School-issued laptops and devices have gone home by the thousands over the past couple months to help resolve at least part of the access problem.

“Just over 20,000,” said Myra Burden, chief technology officer for Buffalo Public Schools.

Niagara Falls, too, found the need to get more devices into the hands of their students after a survey of district parents found 77% had a computer at home.

“That number comes with challenges,” said Mark Laurrie, the superintendent in Niagara Falls. “Some of them are old, old devices that can’t do much. Also, there may be three other siblings in the home and the mom uses it. So often times a five-person home is fighting over one device.”

As far as broadband access, districts are trying to get around the problem as best they can for now.

In Akron, some students have been listening in on class by phone rather than online, said McCabe. One option may be to download video lessons onto memory sticks and distribute those to the roughly 175 students without broadband, he said.

Both Akron and Jamestown had considered the idea of equipping school buses with wireless routers and parking them in neighborhoods so students can connect to the Internet. But neither district has the money in a tough budget year, the superintendents said.
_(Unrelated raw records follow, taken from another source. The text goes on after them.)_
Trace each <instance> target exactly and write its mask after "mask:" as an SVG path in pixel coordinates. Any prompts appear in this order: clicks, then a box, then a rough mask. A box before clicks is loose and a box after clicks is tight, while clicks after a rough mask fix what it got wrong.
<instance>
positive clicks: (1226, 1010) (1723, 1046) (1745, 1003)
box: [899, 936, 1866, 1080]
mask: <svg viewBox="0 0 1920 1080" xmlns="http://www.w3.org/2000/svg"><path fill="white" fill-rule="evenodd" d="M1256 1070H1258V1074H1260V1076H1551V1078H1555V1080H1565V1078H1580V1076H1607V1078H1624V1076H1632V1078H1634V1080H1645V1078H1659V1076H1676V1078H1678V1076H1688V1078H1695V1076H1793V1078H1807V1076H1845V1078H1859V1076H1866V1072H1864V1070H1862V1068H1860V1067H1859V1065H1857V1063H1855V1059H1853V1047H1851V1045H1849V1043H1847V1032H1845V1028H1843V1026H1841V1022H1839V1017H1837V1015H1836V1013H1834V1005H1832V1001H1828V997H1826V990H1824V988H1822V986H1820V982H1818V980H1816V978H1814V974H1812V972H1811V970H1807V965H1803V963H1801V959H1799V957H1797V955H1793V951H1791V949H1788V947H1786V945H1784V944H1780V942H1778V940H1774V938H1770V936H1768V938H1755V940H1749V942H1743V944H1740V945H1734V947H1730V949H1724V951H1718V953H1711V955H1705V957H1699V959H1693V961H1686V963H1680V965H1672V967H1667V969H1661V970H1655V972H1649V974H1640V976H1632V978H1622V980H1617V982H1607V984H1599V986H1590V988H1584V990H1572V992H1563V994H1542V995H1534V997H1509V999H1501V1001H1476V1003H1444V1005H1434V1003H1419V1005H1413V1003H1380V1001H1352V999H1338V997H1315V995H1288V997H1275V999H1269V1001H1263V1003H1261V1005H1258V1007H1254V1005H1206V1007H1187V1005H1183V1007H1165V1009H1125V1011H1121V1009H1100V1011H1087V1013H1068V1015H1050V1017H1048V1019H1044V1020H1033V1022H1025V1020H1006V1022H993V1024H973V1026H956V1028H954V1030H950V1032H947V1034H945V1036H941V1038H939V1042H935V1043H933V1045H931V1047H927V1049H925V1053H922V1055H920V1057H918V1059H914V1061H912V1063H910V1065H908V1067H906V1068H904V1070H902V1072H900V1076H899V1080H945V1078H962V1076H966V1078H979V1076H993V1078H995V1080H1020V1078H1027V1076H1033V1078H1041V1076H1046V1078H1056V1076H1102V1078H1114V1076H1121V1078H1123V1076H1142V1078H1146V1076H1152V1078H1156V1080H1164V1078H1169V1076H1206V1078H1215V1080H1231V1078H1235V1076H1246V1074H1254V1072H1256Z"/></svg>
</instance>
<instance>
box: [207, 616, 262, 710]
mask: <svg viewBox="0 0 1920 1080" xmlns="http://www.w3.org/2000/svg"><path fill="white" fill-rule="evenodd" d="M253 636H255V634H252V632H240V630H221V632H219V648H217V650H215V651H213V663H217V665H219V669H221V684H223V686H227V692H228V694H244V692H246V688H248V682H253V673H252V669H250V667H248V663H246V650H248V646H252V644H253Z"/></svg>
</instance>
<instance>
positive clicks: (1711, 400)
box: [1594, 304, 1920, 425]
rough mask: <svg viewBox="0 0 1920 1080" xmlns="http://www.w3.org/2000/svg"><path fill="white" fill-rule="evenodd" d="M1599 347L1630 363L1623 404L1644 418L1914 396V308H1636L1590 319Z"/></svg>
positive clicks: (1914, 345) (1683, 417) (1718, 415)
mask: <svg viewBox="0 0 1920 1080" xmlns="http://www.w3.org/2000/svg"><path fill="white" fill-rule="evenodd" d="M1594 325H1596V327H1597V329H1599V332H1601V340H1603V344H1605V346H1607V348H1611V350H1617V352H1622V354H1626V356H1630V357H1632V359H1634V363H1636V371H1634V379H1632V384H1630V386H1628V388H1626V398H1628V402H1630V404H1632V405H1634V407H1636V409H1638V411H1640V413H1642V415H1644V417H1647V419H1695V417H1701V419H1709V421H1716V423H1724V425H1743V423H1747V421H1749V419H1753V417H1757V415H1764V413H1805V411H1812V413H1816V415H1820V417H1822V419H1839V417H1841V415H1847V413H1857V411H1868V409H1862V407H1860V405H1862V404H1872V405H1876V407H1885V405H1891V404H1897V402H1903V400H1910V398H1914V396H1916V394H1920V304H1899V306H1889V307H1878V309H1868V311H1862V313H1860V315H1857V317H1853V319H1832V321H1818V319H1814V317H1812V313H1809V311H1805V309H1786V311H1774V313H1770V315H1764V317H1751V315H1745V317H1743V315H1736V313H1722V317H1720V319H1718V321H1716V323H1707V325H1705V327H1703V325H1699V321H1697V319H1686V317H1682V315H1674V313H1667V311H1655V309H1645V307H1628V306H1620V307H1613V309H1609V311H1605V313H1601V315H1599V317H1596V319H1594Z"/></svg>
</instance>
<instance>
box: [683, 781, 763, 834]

Both districts also have encouraged students and parents to access the district’s Wi-Fi from the school parking lot. But Apthorpe doesn’t know how feasible that really is, either.

Buffalo and Niagara Falls, meanwhile, have made mobile hot spots available for households upon request. That, too, hasn’t worked as well as first thought.

In Buffalo, the district has stockpiled some 2,200 mobile hot spots to loan to families. Since then, there have been more than 1,000 requests. But as of last week, Burden said, only 270 have been picked up.

Niagara Falls has had a similar experience with the 30 hot spots secured by the district, making Laurrie believe that household access to the Internet is greater than originally believed.

“We have 18 of those devices sitting downstairs not being used,” Laurrie said. “I was shocked. No one is clamoring for any of those – 12 people. And I’m not even sure those 12 needed them.”

©2020 The Buffalo News (Buffalo, N.Y.) Distributed by Tribune Content Agency, LLC.